Untuk pertama kalinya Freya menginjakkan kakinya di kediaman keluarga Edward--orang tua Zyan. Sama halnya saat pertama masuk ke dalam penthouse Zyan, mata Freya berbinar kagum melihat betapa luasnya rumah yang bergaya klasik tersebut. Ya, meski pun rumah orang tua Freya lebih besar dan di juluki sebagai crazy rich Jakarta, tetap saja rumah ini memiliki keindahan tersendiri baginya.
Sebelumnya, Freya telah di sambut dengan beberapa pelayan rumah tangga yang sengaja telah menunggu kehadirannya sebagai nyonya muda.

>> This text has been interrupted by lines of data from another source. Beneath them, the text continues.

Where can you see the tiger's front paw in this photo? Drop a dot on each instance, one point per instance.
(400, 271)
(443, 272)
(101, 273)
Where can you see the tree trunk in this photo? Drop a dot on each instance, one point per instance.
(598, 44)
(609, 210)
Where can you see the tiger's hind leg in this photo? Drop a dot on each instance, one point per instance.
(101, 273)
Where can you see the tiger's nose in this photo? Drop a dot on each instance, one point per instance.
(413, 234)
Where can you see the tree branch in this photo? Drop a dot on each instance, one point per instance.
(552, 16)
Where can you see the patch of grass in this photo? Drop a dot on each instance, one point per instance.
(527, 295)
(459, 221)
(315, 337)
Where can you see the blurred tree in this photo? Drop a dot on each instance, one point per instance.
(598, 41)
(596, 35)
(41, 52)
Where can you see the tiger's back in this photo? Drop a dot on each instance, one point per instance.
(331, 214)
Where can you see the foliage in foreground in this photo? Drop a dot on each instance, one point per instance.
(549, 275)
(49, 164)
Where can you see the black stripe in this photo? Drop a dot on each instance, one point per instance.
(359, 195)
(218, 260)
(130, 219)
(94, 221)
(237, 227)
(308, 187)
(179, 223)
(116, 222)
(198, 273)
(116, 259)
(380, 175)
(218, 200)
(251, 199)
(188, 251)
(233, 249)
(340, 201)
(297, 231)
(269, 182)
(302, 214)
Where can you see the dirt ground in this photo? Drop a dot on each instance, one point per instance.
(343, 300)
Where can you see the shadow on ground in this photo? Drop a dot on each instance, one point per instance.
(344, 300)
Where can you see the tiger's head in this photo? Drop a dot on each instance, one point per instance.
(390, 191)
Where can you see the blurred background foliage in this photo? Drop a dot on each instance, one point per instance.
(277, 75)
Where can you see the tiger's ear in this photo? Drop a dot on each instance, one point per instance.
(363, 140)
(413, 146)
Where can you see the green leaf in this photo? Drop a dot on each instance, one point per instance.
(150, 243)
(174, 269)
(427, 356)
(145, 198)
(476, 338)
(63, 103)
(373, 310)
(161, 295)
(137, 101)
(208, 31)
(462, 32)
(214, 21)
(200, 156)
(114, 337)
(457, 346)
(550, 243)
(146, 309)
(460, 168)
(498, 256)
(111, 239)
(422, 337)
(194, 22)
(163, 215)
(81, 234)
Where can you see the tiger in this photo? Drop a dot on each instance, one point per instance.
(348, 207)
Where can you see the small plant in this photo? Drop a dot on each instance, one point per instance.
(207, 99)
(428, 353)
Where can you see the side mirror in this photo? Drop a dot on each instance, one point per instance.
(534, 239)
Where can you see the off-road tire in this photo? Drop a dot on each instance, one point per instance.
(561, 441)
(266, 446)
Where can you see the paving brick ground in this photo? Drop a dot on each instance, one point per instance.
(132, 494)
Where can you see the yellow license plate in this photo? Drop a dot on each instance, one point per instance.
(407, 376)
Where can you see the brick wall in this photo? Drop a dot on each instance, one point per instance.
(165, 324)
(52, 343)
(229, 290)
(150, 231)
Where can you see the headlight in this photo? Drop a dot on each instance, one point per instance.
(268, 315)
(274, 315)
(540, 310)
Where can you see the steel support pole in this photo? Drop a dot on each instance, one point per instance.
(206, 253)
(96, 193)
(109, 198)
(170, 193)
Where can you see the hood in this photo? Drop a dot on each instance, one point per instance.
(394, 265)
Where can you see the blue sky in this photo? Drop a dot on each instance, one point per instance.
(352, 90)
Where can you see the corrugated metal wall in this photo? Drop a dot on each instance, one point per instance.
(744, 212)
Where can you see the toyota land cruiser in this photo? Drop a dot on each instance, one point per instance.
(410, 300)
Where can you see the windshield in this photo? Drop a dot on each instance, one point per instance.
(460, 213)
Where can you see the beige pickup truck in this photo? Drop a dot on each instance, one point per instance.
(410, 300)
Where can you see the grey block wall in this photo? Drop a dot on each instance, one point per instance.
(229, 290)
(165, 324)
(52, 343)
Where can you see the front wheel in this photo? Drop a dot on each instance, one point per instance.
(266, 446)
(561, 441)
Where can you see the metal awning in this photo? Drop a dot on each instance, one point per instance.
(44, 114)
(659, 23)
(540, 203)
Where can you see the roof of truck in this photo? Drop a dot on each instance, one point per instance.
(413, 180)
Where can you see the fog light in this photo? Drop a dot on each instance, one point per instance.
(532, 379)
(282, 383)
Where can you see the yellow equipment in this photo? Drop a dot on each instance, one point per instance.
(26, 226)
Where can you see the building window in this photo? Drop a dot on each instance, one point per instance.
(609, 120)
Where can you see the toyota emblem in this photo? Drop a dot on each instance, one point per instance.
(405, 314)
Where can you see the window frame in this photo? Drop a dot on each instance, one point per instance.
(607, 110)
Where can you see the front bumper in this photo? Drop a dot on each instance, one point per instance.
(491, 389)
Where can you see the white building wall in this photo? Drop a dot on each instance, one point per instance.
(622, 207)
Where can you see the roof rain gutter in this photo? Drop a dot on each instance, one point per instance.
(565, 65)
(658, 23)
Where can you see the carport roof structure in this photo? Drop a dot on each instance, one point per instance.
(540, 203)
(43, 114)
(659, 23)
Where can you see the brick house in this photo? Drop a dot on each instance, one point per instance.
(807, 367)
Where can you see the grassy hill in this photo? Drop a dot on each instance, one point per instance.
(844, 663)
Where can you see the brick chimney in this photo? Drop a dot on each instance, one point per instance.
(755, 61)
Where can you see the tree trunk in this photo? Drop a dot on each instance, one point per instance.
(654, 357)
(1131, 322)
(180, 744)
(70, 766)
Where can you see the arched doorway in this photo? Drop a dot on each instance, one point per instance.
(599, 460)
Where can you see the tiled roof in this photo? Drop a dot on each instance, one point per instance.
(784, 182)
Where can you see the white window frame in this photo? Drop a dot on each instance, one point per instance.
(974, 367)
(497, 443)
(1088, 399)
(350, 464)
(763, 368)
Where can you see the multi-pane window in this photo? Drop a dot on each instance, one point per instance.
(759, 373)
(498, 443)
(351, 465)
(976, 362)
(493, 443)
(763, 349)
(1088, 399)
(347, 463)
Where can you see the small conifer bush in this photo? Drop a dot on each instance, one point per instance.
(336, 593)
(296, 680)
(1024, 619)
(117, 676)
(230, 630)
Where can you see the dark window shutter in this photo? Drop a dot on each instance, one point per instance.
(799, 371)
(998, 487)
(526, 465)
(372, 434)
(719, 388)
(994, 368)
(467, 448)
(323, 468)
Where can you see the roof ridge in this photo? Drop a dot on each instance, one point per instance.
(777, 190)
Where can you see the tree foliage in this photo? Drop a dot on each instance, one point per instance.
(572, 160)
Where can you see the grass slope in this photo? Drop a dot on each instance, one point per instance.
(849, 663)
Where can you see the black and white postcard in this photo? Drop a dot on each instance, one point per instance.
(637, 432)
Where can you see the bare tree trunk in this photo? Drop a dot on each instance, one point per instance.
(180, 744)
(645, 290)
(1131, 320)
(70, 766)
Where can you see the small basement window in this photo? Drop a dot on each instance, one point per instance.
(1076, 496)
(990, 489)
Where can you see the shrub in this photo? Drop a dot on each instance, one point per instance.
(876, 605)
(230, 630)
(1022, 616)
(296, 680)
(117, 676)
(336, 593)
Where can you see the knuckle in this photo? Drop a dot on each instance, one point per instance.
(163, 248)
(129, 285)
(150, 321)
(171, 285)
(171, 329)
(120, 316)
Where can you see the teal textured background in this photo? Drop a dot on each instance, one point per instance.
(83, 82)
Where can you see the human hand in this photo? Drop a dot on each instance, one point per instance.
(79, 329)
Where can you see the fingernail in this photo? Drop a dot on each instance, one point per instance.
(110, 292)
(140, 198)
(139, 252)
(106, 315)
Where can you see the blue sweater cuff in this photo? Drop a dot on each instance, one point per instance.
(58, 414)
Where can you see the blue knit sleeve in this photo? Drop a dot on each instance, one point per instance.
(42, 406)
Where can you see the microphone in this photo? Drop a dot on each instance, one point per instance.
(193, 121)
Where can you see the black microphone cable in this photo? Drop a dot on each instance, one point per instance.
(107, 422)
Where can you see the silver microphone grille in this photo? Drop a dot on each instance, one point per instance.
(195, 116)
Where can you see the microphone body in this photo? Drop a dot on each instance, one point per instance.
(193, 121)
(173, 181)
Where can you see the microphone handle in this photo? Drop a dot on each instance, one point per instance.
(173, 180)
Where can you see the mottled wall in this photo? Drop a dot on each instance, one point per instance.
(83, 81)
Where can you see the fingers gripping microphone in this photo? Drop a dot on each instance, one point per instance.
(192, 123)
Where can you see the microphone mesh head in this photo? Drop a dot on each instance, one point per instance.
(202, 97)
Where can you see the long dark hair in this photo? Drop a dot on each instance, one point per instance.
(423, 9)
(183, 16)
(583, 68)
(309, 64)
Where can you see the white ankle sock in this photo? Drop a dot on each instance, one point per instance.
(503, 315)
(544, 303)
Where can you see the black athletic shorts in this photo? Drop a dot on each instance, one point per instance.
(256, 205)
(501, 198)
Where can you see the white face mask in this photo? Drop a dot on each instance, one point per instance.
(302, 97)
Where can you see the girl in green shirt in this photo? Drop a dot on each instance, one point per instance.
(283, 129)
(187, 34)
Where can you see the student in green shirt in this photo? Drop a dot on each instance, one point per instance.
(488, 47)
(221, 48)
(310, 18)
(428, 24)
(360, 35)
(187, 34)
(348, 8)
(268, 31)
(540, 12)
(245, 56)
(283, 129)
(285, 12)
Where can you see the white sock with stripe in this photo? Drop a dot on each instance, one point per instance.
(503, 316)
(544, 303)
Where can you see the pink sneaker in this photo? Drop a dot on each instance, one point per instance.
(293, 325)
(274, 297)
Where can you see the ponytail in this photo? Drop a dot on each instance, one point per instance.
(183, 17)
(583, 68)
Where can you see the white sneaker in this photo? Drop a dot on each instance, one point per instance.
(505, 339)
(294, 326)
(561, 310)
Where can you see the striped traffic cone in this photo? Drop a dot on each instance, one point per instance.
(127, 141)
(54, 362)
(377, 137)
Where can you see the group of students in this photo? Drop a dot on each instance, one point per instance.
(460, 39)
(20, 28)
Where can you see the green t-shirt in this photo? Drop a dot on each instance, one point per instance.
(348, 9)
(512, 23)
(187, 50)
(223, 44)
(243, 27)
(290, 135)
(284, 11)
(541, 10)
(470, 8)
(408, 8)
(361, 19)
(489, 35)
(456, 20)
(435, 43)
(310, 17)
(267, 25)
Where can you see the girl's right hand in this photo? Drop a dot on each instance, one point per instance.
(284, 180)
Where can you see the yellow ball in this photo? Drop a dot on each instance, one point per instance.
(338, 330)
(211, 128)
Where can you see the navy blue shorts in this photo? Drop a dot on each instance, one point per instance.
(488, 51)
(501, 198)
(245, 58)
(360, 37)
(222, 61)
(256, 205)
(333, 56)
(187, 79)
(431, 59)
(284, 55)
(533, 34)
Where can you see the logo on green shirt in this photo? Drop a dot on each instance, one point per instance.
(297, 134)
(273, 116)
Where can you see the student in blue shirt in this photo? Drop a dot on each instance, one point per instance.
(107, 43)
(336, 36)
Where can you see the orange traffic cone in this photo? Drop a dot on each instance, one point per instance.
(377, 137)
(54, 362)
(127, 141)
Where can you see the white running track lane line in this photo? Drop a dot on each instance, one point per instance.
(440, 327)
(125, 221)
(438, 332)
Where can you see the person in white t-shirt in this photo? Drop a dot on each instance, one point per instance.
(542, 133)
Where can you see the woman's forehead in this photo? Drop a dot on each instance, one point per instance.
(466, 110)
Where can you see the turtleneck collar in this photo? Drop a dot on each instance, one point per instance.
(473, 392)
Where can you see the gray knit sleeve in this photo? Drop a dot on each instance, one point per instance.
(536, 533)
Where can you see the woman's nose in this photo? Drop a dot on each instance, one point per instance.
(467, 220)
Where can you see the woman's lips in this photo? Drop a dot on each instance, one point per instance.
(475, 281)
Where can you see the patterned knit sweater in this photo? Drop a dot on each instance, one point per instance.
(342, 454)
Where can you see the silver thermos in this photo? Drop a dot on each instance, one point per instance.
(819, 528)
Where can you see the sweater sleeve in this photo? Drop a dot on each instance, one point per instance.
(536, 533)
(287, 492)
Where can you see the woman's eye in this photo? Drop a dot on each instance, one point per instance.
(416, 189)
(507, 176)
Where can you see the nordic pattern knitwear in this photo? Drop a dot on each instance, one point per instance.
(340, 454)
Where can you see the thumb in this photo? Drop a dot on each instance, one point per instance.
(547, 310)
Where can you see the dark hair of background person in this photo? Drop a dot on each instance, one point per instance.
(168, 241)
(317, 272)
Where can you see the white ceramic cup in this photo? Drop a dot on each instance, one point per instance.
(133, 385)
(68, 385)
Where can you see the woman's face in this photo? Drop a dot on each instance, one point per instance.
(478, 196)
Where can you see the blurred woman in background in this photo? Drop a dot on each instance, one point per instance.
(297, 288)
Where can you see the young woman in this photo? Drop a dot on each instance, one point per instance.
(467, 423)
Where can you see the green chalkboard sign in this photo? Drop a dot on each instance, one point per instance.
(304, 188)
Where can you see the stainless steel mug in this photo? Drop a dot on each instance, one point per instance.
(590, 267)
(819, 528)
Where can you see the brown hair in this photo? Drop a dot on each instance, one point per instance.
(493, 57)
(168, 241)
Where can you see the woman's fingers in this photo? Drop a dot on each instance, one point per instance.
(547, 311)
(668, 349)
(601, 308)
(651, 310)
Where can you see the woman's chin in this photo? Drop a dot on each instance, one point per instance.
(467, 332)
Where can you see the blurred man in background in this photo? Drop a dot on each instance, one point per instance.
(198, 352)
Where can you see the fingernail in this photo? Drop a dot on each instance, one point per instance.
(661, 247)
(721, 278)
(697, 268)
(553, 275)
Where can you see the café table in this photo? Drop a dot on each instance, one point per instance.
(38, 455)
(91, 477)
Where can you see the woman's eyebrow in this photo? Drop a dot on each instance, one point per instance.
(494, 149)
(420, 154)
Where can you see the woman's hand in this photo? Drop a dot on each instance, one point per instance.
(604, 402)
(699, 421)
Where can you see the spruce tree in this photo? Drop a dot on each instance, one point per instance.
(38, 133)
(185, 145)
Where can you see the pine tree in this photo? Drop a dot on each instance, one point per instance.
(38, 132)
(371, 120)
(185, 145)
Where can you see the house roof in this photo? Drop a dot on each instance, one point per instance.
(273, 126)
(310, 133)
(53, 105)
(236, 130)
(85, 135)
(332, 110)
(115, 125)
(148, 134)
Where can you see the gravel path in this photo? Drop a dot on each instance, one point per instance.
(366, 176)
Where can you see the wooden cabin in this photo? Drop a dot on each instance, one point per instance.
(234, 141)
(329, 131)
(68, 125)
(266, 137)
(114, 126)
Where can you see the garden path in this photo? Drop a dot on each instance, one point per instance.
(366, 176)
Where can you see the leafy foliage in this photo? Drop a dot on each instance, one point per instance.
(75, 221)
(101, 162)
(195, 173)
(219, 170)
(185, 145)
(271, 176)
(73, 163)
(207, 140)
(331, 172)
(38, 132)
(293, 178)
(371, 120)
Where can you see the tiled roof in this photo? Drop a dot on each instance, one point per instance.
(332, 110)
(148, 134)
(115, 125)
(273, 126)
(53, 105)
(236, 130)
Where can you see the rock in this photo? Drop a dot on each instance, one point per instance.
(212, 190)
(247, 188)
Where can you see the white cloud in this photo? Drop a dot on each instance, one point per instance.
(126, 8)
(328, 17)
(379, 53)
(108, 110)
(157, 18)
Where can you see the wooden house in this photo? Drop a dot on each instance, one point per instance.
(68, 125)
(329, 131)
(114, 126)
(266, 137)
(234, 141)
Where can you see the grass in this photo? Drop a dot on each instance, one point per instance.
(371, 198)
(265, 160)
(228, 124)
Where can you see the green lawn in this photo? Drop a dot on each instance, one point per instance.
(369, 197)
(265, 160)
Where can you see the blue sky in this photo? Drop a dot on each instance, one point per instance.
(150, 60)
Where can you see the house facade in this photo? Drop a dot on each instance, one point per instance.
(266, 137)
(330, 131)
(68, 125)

Langkah kaki Freya membawanya pada ruang keluarga yang berada sedikit jauh dari pintu utama.
"Mama," sapanya pada perempuan paruh baya yang terlihat tengah membaca majalah fashion wanita.
"Freya... Sampai juga akhirnya. Sini duduk sebelah mama." Menepuk sisi kosong sofa di sebelahnya.
Freya tersenyum sembari menganggukkan kepalanya dan langsung menuruti perintah sang mertua.
"Bik, bawa semua barang Freya ke atas ya," titah Renata pada kepala pelayan yang di sapa dengan sebutan bibik itu.
"Baik, Nyonya," ucap pelayan itu.
Renata merubah posisi duduknya menghadap Freya, lalu menyentuh punggung tangan mulus Freya. "Welcome to home." Tersenyum girang. "Mulai saat ini, rumah kamu di sini, apa pun yang ada di rumah ini menjadi milik kamu juga. Jadi, jangan sungkan."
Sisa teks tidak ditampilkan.